Die Betätigung der notwendigen Schaltungen für Laufwerk und Verstärker in den drei Stellungen AUFNAHME, RÜCKLAUF und WIEDERGABE geschieht durch entsprechend bezeichnete Drucktasten. Das Abstoppen aus einer dieser Stellungen heraus erfolgt durch das Drücken der roten HALT-Taste. Alle vier Tasten sind auf der linken Seite der Deckplatte des Laufwerks eingebaut, während auf der rechten Seite der schon erwähnte Auslöser, ein Hauptausschalter zum Unterbrechen der Stromzufuhr zum Laufwerk und Verstärker sowie eine Drucktaste mit der Bezeichnung VORLAUF angebracht sind. Diese Taste dient dazu, den Film in Aufnahme- oder Wiedergaberichtung mit größerer Geschwindigkeit ablaufen zu lassen, um irgendeine Stelle einer Aufnahme sehr schnell aufzufinden. Über dem Filmvorratsteller ist ein schwenkbares Lineal mit einem herausnehmbaren Papierstreifen angeordnet, auf dem Hinweise auf bestimmte Stellen angebracht werden können.
In manchen Fällen wird es notwendig sein, Laufwerk und Verstärker außerhalb des Aufnahmeraumes unterzubringen. Für diesen Fall ist am Mikrophon ein Schalter angebracht, durch dessen Betätigung das Laufwerk in Betrieb gesetzt oder angehalten werden kann. Dort ist ferner eine Anzeigevorrichtung angeordnet, an der während des Betriebes jederzeit der Bandvorrat bzw. der Bandverbrauch abgelesen werden kann. Dieselbe Vorrichtung zeigt nach Drücken einer besonderen Taste am Mikrophongehäuse die Aufsprechlautstärke, während durch einen kleinen Schalter am Mikrophongehäuse die Empfindlichkeit des Mikrophons in zwei Stufen geändert werden kann. Dadurch ist die Möglichkeit gegeben, in gewissen Grenzen sich der jeweiligen Aufsprechamplitude anzupassen.
Das Mikrophon selbst ist ein hochwertiges Kohlemikrophon, das im allgemeinen aus ½... 2 m Entfernung besprochen wird. In Räumen mit großem Nachhall wird man zweckmäßig aus geringerer Entfernung mit kleiner Mikrophonempfindlichkeit aufsprechen, während man in gut gedämpften Räumen unter Erhöhung der Mikrophonempfindlichkeit den Abstand vom Mikrophon vergrößern kann. In besonderen Fällen, z. B. bei Gerichtsverhandlungen, können mehrere Mikrophone benutzt werden.
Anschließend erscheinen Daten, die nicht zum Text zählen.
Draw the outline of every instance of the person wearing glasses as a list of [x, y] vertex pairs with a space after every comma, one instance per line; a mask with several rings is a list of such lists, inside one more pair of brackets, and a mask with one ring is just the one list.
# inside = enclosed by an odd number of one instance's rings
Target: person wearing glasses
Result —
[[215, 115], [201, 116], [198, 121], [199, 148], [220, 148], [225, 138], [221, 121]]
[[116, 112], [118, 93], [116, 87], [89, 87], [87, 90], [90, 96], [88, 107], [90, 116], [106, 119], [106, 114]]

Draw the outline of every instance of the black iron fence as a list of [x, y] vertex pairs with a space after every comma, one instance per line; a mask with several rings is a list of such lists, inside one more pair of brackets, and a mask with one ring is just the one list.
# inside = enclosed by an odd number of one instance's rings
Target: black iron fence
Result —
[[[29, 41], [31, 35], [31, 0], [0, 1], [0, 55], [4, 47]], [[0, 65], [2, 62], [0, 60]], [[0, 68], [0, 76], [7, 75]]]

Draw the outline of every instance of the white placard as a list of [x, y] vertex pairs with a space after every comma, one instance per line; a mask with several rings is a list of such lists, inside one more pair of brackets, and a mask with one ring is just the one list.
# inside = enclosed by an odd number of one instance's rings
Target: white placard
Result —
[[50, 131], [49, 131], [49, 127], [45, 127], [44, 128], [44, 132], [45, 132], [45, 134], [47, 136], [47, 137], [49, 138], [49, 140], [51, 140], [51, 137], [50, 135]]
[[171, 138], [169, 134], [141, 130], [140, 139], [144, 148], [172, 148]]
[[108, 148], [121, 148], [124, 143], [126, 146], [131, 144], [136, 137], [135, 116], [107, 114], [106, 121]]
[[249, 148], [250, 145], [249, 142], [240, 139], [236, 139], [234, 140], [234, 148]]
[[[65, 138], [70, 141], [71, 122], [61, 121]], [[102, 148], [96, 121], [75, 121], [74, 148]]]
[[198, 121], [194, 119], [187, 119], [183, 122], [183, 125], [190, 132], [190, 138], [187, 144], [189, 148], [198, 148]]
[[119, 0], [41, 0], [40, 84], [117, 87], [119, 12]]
Die vorgesehenen Empfindlichkeitsstufen sind so gewählt, daß sie für alle praktisch vorkommenden Fälle ausreichen.
Den Bedürfnissen der verschiedenen Anwendungsgebiete entsprechend bringt die AEG das Magnetophon in zwei Ausführungsformen auf den Markt: als tragbares Koffergerät und als fahrbaren Magnetophonschrank. Beide Formen sind in den Leistungen gleichwertig, in ihrer Anwendung und Bedienung aber etwas verschieden.
Während sich die Koffereinrichtung vorzugsweise für die Aufnahmen von Reden, Interviews, Gerichtssitzungen, Verhören, Rundfunkreportagen an wechselnden Orten eignet, ist das Schrankgerät mehr für den Bürogebrauch gedacht. Beide Maschinen sind sowohl für Aufnahme als auch für Wiedergabe eingerichtet.
Bei dem Schrankgerät sind Laufwerk, Verstärker und Lautsprecher in einem fahrbaren Gehäuse vereinigt, bei der anderen Bauart befindet sich das Laufwerk in einem Koffer, Verstärker, Mikrophon, Prüf-Kopfhörer und die notwendigen Verbindungsschnüre sind in einem zweiten Koffer untergebracht, während im Bedarfsfall ein dritter Koffer den Lautsprecher aufnimmt. Im Verstärkerkoffer werden für den Transport die beiden Spulenteller des Laufwerks aufbewahrt, während im Lautsprecherkoffer Platz zur Unterbringung von fünf Vorratsfilmen zu je 1500 m vorgesehen ist.
Das Magnetophon ist vorläufig zum Anschluß an Lichtnetze von 220 V Wechselstrom vorgesehen.